Labour former deputy leader Harriet Harman has revealed her first “epiphany” about gender equality.
The former cabinet minister said she was 19 when she realised she would never “serve a husband” like her mother did her father.
Harman told the Guardian: “My mother, who was retraining as a solicitor, was studying a law book in the kitchen.
“Simultaneously, she was cooking kippers for my father’s breakfast and preparing a curry for his supper. The smell was horrendous.
“Meanwhile, my father (who, by this time, was retired) lazed in the lounge with his newspaper. I remember thinking that the idea of serving a husband like that was something I’d never, ever do.”

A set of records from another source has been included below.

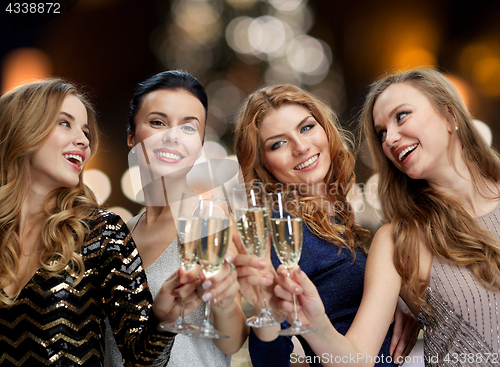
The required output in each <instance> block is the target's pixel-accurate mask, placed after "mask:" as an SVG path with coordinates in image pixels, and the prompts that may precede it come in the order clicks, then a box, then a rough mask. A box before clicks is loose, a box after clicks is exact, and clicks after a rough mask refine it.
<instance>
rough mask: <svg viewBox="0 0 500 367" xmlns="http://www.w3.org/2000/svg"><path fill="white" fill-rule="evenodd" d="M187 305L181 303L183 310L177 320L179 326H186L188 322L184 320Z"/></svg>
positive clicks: (181, 310) (181, 309)
mask: <svg viewBox="0 0 500 367" xmlns="http://www.w3.org/2000/svg"><path fill="white" fill-rule="evenodd" d="M185 305H186V304H185V303H184V302H181V309H180V311H179V317H178V318H177V323H178V324H184V323H185V322H186V321H185V320H184V309H185Z"/></svg>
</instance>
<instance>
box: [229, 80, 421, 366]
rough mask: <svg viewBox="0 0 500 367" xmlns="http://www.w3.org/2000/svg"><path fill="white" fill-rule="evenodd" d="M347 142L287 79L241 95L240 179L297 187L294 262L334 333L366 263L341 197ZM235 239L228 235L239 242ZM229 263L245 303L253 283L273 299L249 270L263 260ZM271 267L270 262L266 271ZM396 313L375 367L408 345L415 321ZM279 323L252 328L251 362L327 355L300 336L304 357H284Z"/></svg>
mask: <svg viewBox="0 0 500 367" xmlns="http://www.w3.org/2000/svg"><path fill="white" fill-rule="evenodd" d="M349 146H352V141H351V140H350V139H349V138H348V134H347V133H346V132H345V131H344V130H343V129H342V128H341V126H340V123H339V120H338V118H337V116H336V115H335V113H334V112H333V111H332V110H331V109H330V108H329V107H328V106H327V105H325V104H324V103H322V102H321V101H319V100H318V99H317V98H315V97H314V96H312V95H310V94H309V93H307V92H305V91H303V90H302V89H300V88H298V87H296V86H292V85H273V86H267V87H263V88H261V89H259V90H257V91H256V92H254V93H253V94H251V95H250V96H249V97H248V98H247V100H246V102H245V104H244V106H243V108H242V110H241V112H240V115H239V117H238V121H237V126H236V139H235V152H236V155H237V157H238V161H239V163H240V165H241V169H242V172H243V176H244V180H245V181H246V182H251V181H252V180H255V179H258V180H260V181H262V182H263V183H264V185H265V187H266V190H267V191H268V192H270V191H275V190H279V189H284V188H287V187H288V186H290V187H293V188H295V189H297V190H298V191H299V195H300V201H301V204H302V218H303V223H304V224H303V231H304V244H303V249H302V256H301V258H300V261H299V265H300V268H301V269H302V270H303V271H304V272H305V273H306V274H307V276H308V277H309V278H310V279H311V280H312V282H313V283H314V285H315V286H316V287H317V289H318V292H319V295H320V297H321V300H322V301H323V304H324V307H325V311H326V314H327V315H328V318H329V320H330V322H331V323H332V325H333V326H334V327H335V328H336V330H338V331H339V332H341V333H346V332H347V331H348V329H349V327H350V325H351V323H352V321H353V319H354V316H355V315H356V312H357V310H358V308H359V305H360V303H361V297H362V293H363V284H364V271H365V263H366V252H365V249H364V247H363V245H364V244H365V242H366V240H367V239H368V237H369V232H368V231H367V230H364V229H362V228H361V227H360V226H359V225H358V224H357V223H356V222H355V216H354V212H353V210H352V208H351V206H350V205H349V203H348V201H347V198H346V195H347V193H348V192H349V190H350V189H351V187H352V185H353V184H354V182H355V174H354V165H355V161H354V157H353V155H352V154H351V153H350V151H349V148H348V147H349ZM237 237H238V236H234V238H233V240H234V241H235V243H241V242H240V241H239V238H237ZM242 251H243V250H242V249H241V246H240V252H242ZM271 261H272V265H273V267H274V269H276V268H277V267H278V265H279V264H280V262H279V260H278V258H277V256H276V253H275V251H274V249H271ZM235 264H236V265H237V266H238V276H239V281H240V285H241V291H242V293H243V295H244V296H245V298H246V299H247V300H248V301H249V302H250V303H251V304H254V305H255V304H256V303H257V302H258V296H257V292H255V287H254V286H255V285H262V286H267V287H265V289H266V290H267V291H268V292H266V293H267V297H268V299H270V298H271V297H273V295H272V286H273V285H274V284H276V278H274V279H273V277H269V274H267V276H255V270H256V268H259V267H260V268H261V269H262V268H263V267H264V266H265V264H263V263H262V261H260V262H259V261H257V260H255V259H251V258H249V257H248V256H246V255H239V256H237V258H236V259H235ZM274 269H270V268H269V270H270V272H271V273H274ZM274 274H275V273H274ZM402 307H403V306H402ZM403 314H404V315H405V317H406V316H407V318H405V317H401V318H397V320H398V325H397V327H396V328H397V330H398V331H397V333H396V334H397V335H395V338H394V341H393V343H392V344H391V335H392V332H391V330H385V331H383V333H384V335H385V338H384V340H383V343H382V344H381V345H380V352H379V356H378V357H379V359H378V361H379V362H380V363H377V364H376V365H377V366H391V365H393V363H392V359H393V357H394V356H399V355H404V356H405V355H407V354H408V353H409V351H410V350H411V349H412V347H413V345H414V343H415V339H416V335H417V331H418V327H417V326H416V323H415V319H414V318H412V317H411V316H409V311H408V310H407V309H406V310H405V311H404V312H403ZM396 315H398V313H396ZM403 320H406V321H403ZM408 320H409V321H408ZM287 326H288V325H287V323H286V322H285V323H283V324H282V327H287ZM278 329H279V327H266V328H259V329H257V328H255V329H253V330H252V331H251V334H250V339H249V351H250V357H251V359H252V363H253V365H254V366H269V365H273V366H288V365H290V362H291V361H292V362H306V363H309V365H310V366H321V365H322V364H323V363H326V362H327V361H328V356H321V355H320V356H317V355H315V354H314V351H313V350H312V349H311V348H310V346H309V345H308V343H307V342H306V341H305V340H304V338H303V337H301V336H298V339H299V341H300V343H301V344H302V347H303V349H304V352H305V356H303V357H301V358H298V357H296V356H295V355H291V353H292V351H293V343H292V341H291V338H290V337H286V336H277V334H276V333H277V331H278ZM400 336H401V338H399V337H400Z"/></svg>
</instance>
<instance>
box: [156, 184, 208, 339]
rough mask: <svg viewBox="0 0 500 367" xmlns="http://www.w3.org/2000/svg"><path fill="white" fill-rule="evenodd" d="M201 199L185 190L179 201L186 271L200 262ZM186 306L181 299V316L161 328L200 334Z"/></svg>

Harman also revealed that she and her three sisters were “encouraged to pity exceptionally beautiful girls” when they were growing up, the Press Association reported.
She said their parents told them pretty girls would “go through life relying on their looks, then struggle when they faded”, but said she did not pay attention to her mother Anna and father John at the time.
Harman also said she pitied girls who said their mother was their best friend but added that eventually she and her sisters Jan, Sarah and Virginia had adopted their parents’ values.
She said: “My parents were very keen to instil self-reliance in us.
“That meant not depending on a man and not envying the children of rich parents, because they would grow up with no incentive to work.
“We were encouraged to pity exceptionally beautiful girls because they would go through life relying on their looks, then struggle when they faded.
“Not that I thought we paid any attention to our parents at the time. We were in revolt against the older generation from the word go.
“When girls said their mother was their best friend, I used to think, how pitiful.
“It’s ironic to think my parents managed to imprint their values on us.”